After repeating the stepwise feature selection algorithm for reach left out training case, the cumulative frequency of the selection of individual features is considered. The most frequently selected features over the leave-one-out iterations were selected for use in the classification model. The motivation behind this iterative method of feature selection is to keep the number of features included in models constant when comparing across image types. Stepwise feature selection on its own produces variable quantities of selected features, which might introduce bias into the evaluation of the performance of classifiers, as it has been shown that classification performance varies with the number of included features (23). By using the frequency of selection to identify a fixed number of features, this potential source of bias was reduced.
For combined analysis of masses and calcifications, the four most frequently selected features were used in the final classifier. For analysis of either mass/architecturural distortions or calcifications, the two most frequently-selected features were maintained. The numbers of features used in this study were selected to be near the optimal number of features for classification with support vector machine (SVM) for the dataset size based on recommendations by Hua et al (24). The reduced feature set was used to train an SVM classifier with a linear kernel in a leave-one-out manner (25). Outputs from the SVM were used to perform receiver operating characteristic (ROC) analysis and to determine the area under the ROC curve (AUC), which was used as a figure of merit in this study (26). The standard error of the AUC was calculated to estimate the range of values for the population. Note that analysis was performed in a leave-one-out manner as opposed to independent training and testing sets due to the small size of available data. The resulting classification performances reported in this study are therefore an overestimation of performance, as separated training and testing may yield lower performance. However, the aim of this study was to compare performance, this likely has a minimal impact on the study’s conclusions.

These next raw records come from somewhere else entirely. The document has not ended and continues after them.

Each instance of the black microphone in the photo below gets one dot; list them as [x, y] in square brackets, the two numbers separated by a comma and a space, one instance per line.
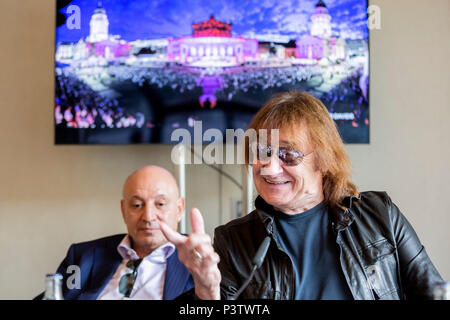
[256, 262]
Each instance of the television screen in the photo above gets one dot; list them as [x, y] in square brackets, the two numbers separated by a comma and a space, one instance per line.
[135, 71]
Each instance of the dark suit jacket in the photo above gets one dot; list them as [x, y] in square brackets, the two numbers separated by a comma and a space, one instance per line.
[99, 259]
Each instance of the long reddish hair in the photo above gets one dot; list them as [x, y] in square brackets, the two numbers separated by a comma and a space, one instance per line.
[297, 109]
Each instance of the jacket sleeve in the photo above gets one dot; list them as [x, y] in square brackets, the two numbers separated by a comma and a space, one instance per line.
[418, 274]
[68, 260]
[228, 285]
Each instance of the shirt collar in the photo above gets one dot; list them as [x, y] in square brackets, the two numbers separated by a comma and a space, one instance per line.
[159, 255]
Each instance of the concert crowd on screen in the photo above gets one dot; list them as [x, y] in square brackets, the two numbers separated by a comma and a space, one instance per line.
[78, 106]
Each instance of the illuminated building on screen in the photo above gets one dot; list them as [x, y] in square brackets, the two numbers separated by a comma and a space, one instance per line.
[99, 43]
[320, 43]
[211, 44]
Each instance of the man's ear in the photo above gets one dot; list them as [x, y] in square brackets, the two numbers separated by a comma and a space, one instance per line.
[180, 207]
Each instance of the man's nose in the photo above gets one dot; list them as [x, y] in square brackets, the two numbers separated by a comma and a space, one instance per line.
[271, 166]
[149, 213]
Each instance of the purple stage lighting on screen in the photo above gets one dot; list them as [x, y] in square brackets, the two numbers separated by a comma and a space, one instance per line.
[134, 71]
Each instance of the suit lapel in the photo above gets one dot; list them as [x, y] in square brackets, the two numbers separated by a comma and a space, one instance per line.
[106, 262]
[177, 278]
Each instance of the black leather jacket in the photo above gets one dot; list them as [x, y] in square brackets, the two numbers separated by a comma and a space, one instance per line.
[380, 254]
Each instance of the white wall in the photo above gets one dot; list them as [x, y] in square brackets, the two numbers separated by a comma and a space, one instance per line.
[52, 196]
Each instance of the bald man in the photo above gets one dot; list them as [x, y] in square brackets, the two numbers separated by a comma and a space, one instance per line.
[140, 264]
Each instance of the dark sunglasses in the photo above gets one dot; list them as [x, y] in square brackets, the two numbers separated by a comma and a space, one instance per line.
[288, 155]
[127, 281]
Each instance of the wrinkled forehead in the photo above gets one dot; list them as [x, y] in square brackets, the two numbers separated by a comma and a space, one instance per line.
[295, 136]
[150, 186]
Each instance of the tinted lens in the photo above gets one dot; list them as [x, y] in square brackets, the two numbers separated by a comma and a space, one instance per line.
[264, 152]
[290, 157]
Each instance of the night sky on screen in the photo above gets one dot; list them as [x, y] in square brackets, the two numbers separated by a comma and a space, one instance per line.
[150, 19]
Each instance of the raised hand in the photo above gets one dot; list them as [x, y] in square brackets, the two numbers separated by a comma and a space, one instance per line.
[196, 252]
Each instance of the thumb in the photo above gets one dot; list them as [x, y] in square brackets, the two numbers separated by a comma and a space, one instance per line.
[198, 226]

An extension of this analysis was needed to further understand the value of complementary information provided by the two standard screening views of each breast. To this end, we investigated the performance of a merged classifier by combining signatures from the CC and MLO views of each lesion. The merged classifier was constructed through soft voting of the SVM output of classifiers trained separately on the CC and MLO view images (27). This analysis was repeated separately for each of the three imaging modalities
The visual characteristics of masses and calcifications vary, and this analysis sought to explore whether corresponding characteristics of malignancy vary as well (28). Thus, the imaging data were additionally examined in subsets based on lesion type (mass/architectural distortion or calcifications). Training and classification was repeated following the same methodology as when performed on the full dataset.
Statistical evaluation
Statistical significance of the difference of each task’s AUC from random guessing was calculated for each classifier using a statistical z-test (29, 30). The statistical significance of the difference between classifiers was evaluated using the p-value of a univariate z-score statistical test calculated using ROCKIT software (26). Corrections for multiple comparisons were performed following the Holm-Bonferroni method (31).
RESULTS
Lesion Characterization by Single View
The AUC was determined for the classification of malignant and benign lesions for each breast imaging modality (FFDM and DBT) and for each view (CC and MLO). The resulting AUC and standard error values are presented in Table 2. For the MLO view, the performance of synthesized 2D images was higher than the performance of FFDM or DBT key slice for both calcification lesions and mass/ARD lesions. For the CC view, the performance of synthesized 2D images was highest for calcification lesions, and performance of FFDM was highest for mass/ARD lesions.
Table 2.
Summary of AUC values observed for classifying lesions as malignant or benign.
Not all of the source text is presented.